The thread has then been detached for the crime of discussing voting, so only we can see it.
The first rule of HN voting is not to discuss voting.
It's a wonderful idea - on paper, but all that's needed is for one of the many mandatory deps for running a GL program to link against the system libcurl or any other replaced dep and you're back in Crashville again, population 1 - cloth-eared developer
Are there mandatory dependencies for running a GL program that can't work without using the system libcurl shared library? How does that make any sense?
If you distribute and link libcurl v69 dynamically, the dynamic linker symbol table for your process will contain references to v69 symbols.
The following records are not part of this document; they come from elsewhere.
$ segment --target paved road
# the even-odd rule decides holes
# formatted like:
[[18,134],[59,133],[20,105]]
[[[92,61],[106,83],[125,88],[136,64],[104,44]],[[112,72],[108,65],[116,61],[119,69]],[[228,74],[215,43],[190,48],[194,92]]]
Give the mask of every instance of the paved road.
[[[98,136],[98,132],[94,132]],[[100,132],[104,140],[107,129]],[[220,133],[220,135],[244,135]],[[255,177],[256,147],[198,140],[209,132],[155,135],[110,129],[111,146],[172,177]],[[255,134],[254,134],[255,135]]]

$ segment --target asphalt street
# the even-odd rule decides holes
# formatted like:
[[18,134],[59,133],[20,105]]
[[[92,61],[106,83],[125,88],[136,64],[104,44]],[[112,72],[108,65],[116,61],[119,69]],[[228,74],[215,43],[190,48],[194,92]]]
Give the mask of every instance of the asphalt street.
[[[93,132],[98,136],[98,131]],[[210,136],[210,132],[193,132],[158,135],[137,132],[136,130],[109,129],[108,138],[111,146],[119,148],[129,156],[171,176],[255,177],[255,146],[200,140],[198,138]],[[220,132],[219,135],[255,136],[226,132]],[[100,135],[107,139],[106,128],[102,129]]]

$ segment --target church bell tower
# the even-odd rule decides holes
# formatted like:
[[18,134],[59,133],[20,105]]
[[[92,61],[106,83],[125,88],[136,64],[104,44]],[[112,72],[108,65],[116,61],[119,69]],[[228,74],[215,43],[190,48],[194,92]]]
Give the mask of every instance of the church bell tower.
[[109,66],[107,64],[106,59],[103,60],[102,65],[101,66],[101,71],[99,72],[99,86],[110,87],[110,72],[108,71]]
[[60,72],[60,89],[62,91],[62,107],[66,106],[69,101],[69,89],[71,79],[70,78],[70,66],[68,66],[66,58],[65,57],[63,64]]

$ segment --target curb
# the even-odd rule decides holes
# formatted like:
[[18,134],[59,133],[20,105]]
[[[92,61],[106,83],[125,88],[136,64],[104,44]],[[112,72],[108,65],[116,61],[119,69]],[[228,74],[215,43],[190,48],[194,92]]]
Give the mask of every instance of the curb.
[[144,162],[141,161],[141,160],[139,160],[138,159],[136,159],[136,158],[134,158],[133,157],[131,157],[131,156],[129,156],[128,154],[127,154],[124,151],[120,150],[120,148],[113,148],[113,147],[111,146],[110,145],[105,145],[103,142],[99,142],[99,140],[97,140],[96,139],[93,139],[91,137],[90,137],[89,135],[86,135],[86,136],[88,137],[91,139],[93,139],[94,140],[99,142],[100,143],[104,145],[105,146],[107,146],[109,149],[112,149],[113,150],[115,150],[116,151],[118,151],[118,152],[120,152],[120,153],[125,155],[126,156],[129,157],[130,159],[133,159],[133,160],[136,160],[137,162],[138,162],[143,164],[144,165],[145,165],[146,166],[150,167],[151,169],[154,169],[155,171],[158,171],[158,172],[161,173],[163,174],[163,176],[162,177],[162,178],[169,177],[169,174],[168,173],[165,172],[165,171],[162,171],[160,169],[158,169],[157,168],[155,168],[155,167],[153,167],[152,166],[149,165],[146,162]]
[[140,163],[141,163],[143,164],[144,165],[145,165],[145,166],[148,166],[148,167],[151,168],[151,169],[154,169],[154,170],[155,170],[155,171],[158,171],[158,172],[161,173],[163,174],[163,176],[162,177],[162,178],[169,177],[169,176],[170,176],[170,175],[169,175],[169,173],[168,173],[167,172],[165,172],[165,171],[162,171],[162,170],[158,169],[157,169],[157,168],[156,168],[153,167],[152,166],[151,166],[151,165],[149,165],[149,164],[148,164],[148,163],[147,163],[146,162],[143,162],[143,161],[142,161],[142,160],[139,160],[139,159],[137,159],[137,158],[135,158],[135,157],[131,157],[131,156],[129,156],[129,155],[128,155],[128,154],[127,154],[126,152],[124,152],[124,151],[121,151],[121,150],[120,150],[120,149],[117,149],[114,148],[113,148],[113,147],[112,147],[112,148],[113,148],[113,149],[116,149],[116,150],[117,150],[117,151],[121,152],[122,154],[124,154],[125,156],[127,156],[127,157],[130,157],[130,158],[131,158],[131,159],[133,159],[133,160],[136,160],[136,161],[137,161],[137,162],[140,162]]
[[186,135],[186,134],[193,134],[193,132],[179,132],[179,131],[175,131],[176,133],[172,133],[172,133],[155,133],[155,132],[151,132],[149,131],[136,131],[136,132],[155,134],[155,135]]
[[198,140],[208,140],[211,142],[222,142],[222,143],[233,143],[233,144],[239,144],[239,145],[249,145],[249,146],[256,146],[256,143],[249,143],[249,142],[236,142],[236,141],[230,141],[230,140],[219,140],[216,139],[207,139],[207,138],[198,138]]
If you then load an e.g. GL driver that in turn links libcurl v42, the GL driver will end up with some combination of v69 and maybe v42 symbols, despite being compiled against v42 headers containing v42 struct sizes and offsets.
Now there is an opportunity for silent memory corruption in your program, one that even once detected, which may not happen for years, cannot easily be fixed without completely rearchitecting the build.
When using a wide variety of system APIs including at least NSS and OpenGL, there is little control over what dynamic libraries end up loaded, the exact configuration will vary across machines
Substitute libcurl for libexpat or libX11 or libstdc++ and the principle continues to apply. I can't think of a good reason something like libcurl would be used by the Nvidia driver or some bizarro embedded board's GL driver, but that doesn't mean the Nvidia driver doesn't now or in the future link it, and if/when that day arrives, the problem lies entirely with the program that mixed random system deps with random self-compiled deps.